La trame narrative est cousue de nombreux fils qui s’entrecroisent par le biais des membres de la famille Blanchard. La famille, celle qu’on aime inconditionnellement, celle qui est toujours là pour nous, celle qui nous fait parfois honte et dont on désire s’affranchir, la famille des liens du sang, mais aussi celle que l’on crée avec des gens que l’on choisit. Coteau Rouge la célèbre sous toutes ses formes, soulignant la beauté de la vie qui finit toujours par triompher de l’adversité, tant que l’on a une famille sur laquelle compter.

Avec pour point de départ la légende de la mère esturgeon et sa musique mystérieuse accompagnant des images d’algues ondoyantes, sa galerie de personnages plus grands que nature, l’aura de magie dégagée par le quartier de Coteau Rouge, le film baigne dans une subtile ambiance de conte, bien qu’il se déroule dans un environnement résolument actuel.

Après la projection, le réalisateur André Forcier et son épouse, productrice, monteuse et coscénariste Linda Pinet, ont répondu aux questions de Frédéric Lapierre et de l’auditoire.

Ainsi, nous avons pu apprendre que, dans l’univers de Forcier, les personnages arrivent souvent avant l’histoire. Ceux de Coteau Rouge ont commencé à prendre forme à la suite d’un déménagement d’un quartier cossu à un quartier ouvrier, lequel a séduit Forcier par son charme patrimonial. Avec son film, il déplore donc le phénomène de la «gentrification», ce processus qui transforme le profil économique et social d’un quartier au profit d’une couche sociale supérieure. Le réalisateur dénote également l’absence d’une mythologie propre au Québec, s’insurgeant contre notre peur d’exister, d’où l’aspect «conte» de Coteau Rouge.
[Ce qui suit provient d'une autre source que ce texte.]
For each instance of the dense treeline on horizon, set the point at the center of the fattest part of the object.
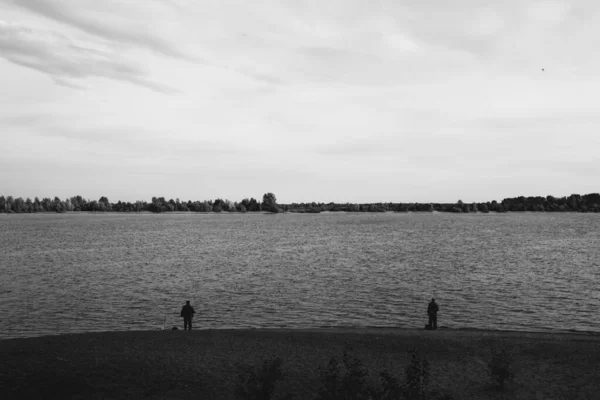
(573, 203)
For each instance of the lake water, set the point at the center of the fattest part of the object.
(95, 272)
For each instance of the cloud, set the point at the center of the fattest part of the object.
(66, 62)
(120, 33)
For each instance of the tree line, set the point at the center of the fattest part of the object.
(573, 203)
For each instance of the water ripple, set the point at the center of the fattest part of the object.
(85, 272)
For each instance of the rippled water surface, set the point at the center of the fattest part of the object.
(86, 272)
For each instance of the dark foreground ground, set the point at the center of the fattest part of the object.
(204, 364)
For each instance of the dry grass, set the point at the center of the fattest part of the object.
(204, 364)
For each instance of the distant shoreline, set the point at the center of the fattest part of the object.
(209, 363)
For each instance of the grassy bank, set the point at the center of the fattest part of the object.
(206, 364)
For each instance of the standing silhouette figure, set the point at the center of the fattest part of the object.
(187, 312)
(432, 310)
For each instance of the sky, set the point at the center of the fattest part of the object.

«Un grand bordel plein de branches et d’avenues», c’est ainsi que Linda Pinet décrit les films de Forcier avant que, bien sûr, elle n’y mette de l’ordre, s’amusant à construire et à reconstruire, à structurer et traduire la poésie imagée de son mari. Et lorsqu’on lui demande comment, après ces récentes années difficiles, il a pu réaliser un film aussi positif, aussi débordant de bonheur, Forcier répond simplement: «Ça doit être à cause de ma femme!»

Un mot aussi sur la «famille Forcier», cette impressionnante brochette de comédiens qui, souvent, se retrouve dans ses films (Céline Bonnier, Roy Dupuis, Gaston Lepage, France Castel, Louise Laparé, Mario-St-Amand, pour ne nommer que ceux-là), dont certaines comédiennes ont fait parvenir un mot d’hommage pour le réalisateur. Les mots démesure et imaginaire, sensibilité et passion étaient au cœur de ces courtes missives, mais aussi de Coteau Rouge.